Peu de temps avant sa nomination au poste de président du Conseil européen, Antonio Costa s'est confié à Politique Internationale
Gaspard Estrada — En 2015, au moment où vous êtes devenu premier ministre, votre pays était en plein marasme économique et social. Neuf ans plus tard, le Portugal a le vent en poupe. Quelles sont les recettes de ce « miracle » portugais ? Est-ce que certaines d’entre elles vous semblent transposables au continent européen ?
Antonio Costa — Je ne crois pas qu’il s’agisse d’un « miracle », mais du résultat de bonnes décisions politiques et de bonnes politiques publiques. En 2015, il y avait un grand débat pour savoir s’il fallait maintenir l’austérité afin de rester dans la zone euro ou s’il fallait sortir de l’euro afin d’en finir avec l’austérité. Notre message a consisté à dire qu’en changeant de politique économique il était possible de rester dans l’euro, de réduire la dette et de rétablir une situation budgétaire stable. Ce que notre expérience a prouvé, c’est qu’on pouvait le faire : lorsqu’on a tourné la page de l’austérité, la croissance et l’emploi sont revenus, ce qui a soutenu le processus de réduction de la dette. C’est ainsi que notre procédure de déficit budgétaire excessif s’est transformée en surplus budgétaire structurel, que nous avons quitté le podium des pays les plus endettés de la zone euro pour nous diriger vers une trajectoire de réduction soutenable de la dette, laquelle est aujourd’hui repassée en dessous des 100 % du PIB.
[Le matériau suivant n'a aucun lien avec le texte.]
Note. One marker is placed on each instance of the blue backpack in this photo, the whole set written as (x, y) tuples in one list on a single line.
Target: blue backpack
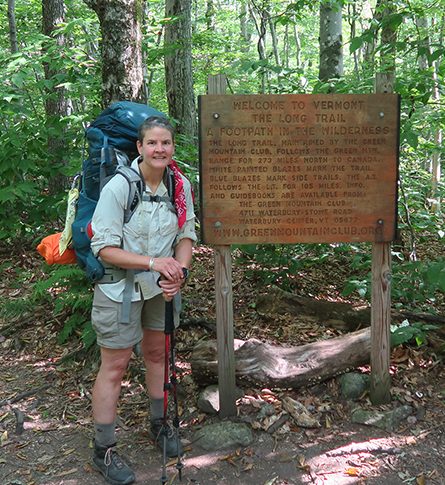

G. E. — Parmi toutes les mesures que vous avez prises à ce moment-là, quelle a été la plus importante ?
A. C. — L’emploi, l’emploi et l’emploi, car la réduction du chômage de 12 % à 6 % a permis de transformer notre économie et d’investir dans la formation et l’innovation. Ce qui tire la croissance du Portugal vers le haut, c’est essentiellement l’investissement des entreprises.
G. E. — Avant de devenir premier ministre, vous avez été parlementaire, ministre et maire de Lisbonne. Quels sont les principaux enseignements que vous avez tirés de ces expériences et qui vous ont servi par la suite en tant que chef du gouvernement ?
A. C. — Je suis le premier chef de l’exécutif ayant occupé préalablement des fonctions régaliennes au sein d’un gouvernement, à la justice et à l’intérieur. Cette expérience m’a permis d’avoir une vision globale de la tâche qui m’attendait. Mon mandat de maire a également été essentiel car il m’a appris à travailler au plus près des gens. L’exercice de la fonction municipale implique une présence et une réactivité permanentes, ce qui m’a été très utile dans mes activités ultérieures.
G. E. — Afin de sortir le Portugal de l’austérité, vous avez dû négocier avec la « troïka » (CE, BCE et FMI). Quels étaient les principaux enjeux de ces négociations ?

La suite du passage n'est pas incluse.